Tag: Who trades?

  • Don’t fiddle

    I’m sure there are few things that provide more frustration than that of financial trading. The need, that we often have, to make the price on a chart move in a desired direction. We try to move price by will alone. The same as when we see a golfer on the TV try to move the path of a ball after the swing with body language.

    We therefore commit, but constantly fiddle as we go. We do this in sports, we’ve done this in our professional lives – If we do this with our trades we don’t do so well.

    Maybe it’s because we consider price, and therefore the chart, to be predictable and considerate. But the chart is active through the cumulative input of lots of lives, (not true, it’s mostly computers but they’re programmed so stay with me) built-up from inputs from multiples of institutions, agencies and individuals, each making their own interpretation of the outcome of price, working from multiple time frames and criteria.

    Price is therefore without emotion, price does not care about our trade. Self pity about a failed trade is pointless, other than the valuable lesson it generally always provides.

    Moreover, price is a ‘zero sum game’, meaning that price will only move if enough institutions, agencies or individuals are on the other side of the trade to accept the alternative trade, which builds uncertainty.

    Therefore any plan for price that we have is going to seem, at some point or other, more often than not, floored; a pure fantasy. However, if we don’t trade to a strategy then we will be in and out of trades like a jack-in-the-box with small to medium losses that destroy our confidence, our resolve and our account quicker than we think possible.

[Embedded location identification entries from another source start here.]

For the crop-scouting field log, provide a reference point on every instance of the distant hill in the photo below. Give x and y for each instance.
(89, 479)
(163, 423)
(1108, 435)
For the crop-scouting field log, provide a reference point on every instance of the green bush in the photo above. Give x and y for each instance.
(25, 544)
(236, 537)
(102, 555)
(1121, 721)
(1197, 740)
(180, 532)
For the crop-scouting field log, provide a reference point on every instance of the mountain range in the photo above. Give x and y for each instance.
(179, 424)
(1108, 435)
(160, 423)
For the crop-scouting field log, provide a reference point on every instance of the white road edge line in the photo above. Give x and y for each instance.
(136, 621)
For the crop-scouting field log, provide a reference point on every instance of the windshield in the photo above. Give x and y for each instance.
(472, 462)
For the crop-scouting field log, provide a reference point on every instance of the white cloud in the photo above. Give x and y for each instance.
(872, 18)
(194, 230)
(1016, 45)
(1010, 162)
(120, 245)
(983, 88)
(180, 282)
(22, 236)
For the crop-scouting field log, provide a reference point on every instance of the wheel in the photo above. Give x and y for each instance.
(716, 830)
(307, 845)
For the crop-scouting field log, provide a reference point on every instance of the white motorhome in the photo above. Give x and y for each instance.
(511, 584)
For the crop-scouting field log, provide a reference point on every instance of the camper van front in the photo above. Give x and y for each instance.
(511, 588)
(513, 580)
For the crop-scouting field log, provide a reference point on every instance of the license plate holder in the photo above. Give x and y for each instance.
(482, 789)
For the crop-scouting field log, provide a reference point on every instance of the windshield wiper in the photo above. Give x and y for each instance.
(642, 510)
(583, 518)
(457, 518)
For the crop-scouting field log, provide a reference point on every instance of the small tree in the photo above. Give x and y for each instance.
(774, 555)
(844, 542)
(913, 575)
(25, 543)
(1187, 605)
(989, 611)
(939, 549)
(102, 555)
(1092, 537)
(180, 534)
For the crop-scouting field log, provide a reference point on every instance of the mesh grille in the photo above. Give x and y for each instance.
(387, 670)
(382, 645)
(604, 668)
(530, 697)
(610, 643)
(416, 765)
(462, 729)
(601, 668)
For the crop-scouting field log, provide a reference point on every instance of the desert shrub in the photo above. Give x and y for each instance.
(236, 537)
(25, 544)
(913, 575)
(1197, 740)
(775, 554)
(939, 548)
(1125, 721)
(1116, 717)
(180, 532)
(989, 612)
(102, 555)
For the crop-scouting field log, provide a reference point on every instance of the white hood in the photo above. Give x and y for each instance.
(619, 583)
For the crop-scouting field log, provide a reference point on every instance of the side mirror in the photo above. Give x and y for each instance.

    So, what is the answer? Well, maybe: clarity, boldness and acceptance help.

    Clarity is clarity of strategy, which means a way to trade that is so clear to us that we’re almost embarrassed to mention its simplicity. Anything more than that is too complicated and unclear to us that we will dither when we need to take a trade.

    Boldness is boldness in our commitment to a strategy. No questions asked. Commit to the risk and no half measures… like reducing (or much worse increasing) the stop position, or exiting before target without good reason.

    Acceptance is acceptance of change. We cannot win every trade. To try to do so clashes with clarity of strategy and boldness and the loop will quickly collapse. Acceptance in our strategy, acceptance that it works most of the time; or at least some of the time.

    And if we manage correctly (rather than fiddle) then that is enough to be profitable.

  • Trade without bias

    “No data yet!….It is a capital mistake to theorise before you have all the evidence, it biases the judgement.”                            Sherlock Holmes

    We’ve previously touched on an issue that: doctors, engineers, solicitors etc may have when they try to trade – and I was no exception.

    For a long time we have, through professional good habit, been comfortable predicting the way ahead based on our experience, good judgement and assumptions.

    In technical trading, however, such attributes do not help. Having a preconceived idea of what the market will do blinds us to reading the market in the moment. Or, as Arthur Conan Doyle wrote, “it biases the judgement”.

    We have previously considered (from Joshua Foer) that a grand master chess player does not look several moves ahead, as we all assume, but rather is coldly reacting, more or less, to the opposition pieces presented in that moment.

    A form of trading, which I like a lot, is what I call “always in” trading. This is best done on a single market and timeframe. Always-in provides the dual meaning of direction of trade and committing to a trade direction wherever possible.

    Whenever we are confident of an always-in trade direction, then we are to do everything we can to enter the trade.

    In a neutral, or 50/50, event the trader waits. But as soon as the always-in is defined with some probability then the trader enters the trade.

    Okay, there is more to it than that and why ‘always-in’ is a method, I think, for the experienced trader only – but bizarrely all beginners seem to start out with this or a similar methodology.

    To do the same in my previous career, it would be like joining the Red Arrows before completing flying training.